Pessoas bissexuais, pansexuais ou onissexuais, queer ou trans, muitas vezes têm que ouvir que seus corpos já são excessivos. A “cobiça” personificada em seus corpos tende a ser enxergada também em suas sexualidades. Além da gordofobia, transfobia e homofobia, pessoas gordas que não são monossexuais têm também que lidar com o monossexismo, também chamado de bifobia. A bissexualidade frequentemente é apagada pela narrativa de que mulheres bissexuais são apenas mulheres hétero que estão “experimentando”. Da mesma forma, homens bissexuais costumam serem considerados gays que não querem sair do armário. (É interessante considerar que esses dois métodos de se apagar a bissexualidade acabam com a pessoa bissexual em questão, no fundo, “gostando de homens desde o começo”.)

Cada vez que temos que nos deparar com atos de violência homofóbica, nós dentro da comunidade queer temos que processar as implicações dessa agressão.
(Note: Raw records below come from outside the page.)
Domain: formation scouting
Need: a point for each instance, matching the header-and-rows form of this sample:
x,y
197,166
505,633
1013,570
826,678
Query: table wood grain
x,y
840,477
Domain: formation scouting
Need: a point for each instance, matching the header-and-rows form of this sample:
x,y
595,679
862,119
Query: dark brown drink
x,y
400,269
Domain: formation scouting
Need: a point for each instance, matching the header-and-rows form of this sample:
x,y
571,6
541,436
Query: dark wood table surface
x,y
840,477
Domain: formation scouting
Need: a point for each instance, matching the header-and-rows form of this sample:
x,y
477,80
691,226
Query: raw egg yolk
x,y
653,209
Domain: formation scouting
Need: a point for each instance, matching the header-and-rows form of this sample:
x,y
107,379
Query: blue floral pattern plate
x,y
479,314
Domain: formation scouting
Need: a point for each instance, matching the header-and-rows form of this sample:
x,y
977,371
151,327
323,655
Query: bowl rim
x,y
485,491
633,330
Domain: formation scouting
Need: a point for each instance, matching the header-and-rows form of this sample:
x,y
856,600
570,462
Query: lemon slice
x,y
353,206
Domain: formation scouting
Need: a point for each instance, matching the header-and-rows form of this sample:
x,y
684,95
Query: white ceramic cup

Qual é o significado de se insistir em ser visível como pessoa queer e/ou trans? Declarar-se queer ou trans é um ato político. Sair do armário significa que uma pessoa queer ou trans insiste em ser visível numa sociedade heteronormativa que deseja apagar sua sexualidade e identidade de gênero. Numa definição simples, sair do armário é se recusar a se fazer passar por uma pessoa heterossexual e/ou cisgênero.

Ter que me defender e defender minha própria identidade é algo tão exaustivo que às vezes eu chego a pensar se vale a pena mesmo sair do armário (como gorda ou como queer). Isso quer dizer que tenho vergonha de ser quem eu sou? Não. Quer dizer que dou valor a minha integridade. E, perante tantos crimes de ódio contra pessoas LGBT – e principalmente pessoas LGBT negras e latinas – isso pode ser um ato de autopreservação.

A gordofobia mata pessoas: por meio de procedimentos médicos irresponsáveis, por meio de distúrbios alimentares, por meio de suicídios.

A homofobia e a transfobia matam pessoas: por meio de crimes de ódio, por meio de expulsões, por meio de suicídios.

Essas formas de opressão não podem serem ignoradas, especialmente quando coexistem. Para pessoas gordas e queer, nossa identidade sexual e de gênero está intrinsecamente ligada à nossa gordura, por causa da maneira como nossos corpos são vistos. Reconhecer os riscos adicionais de se declarar gordo e queer é um passo necessário para que tenhamos os recursos, apoio e inclusão de que precisamos.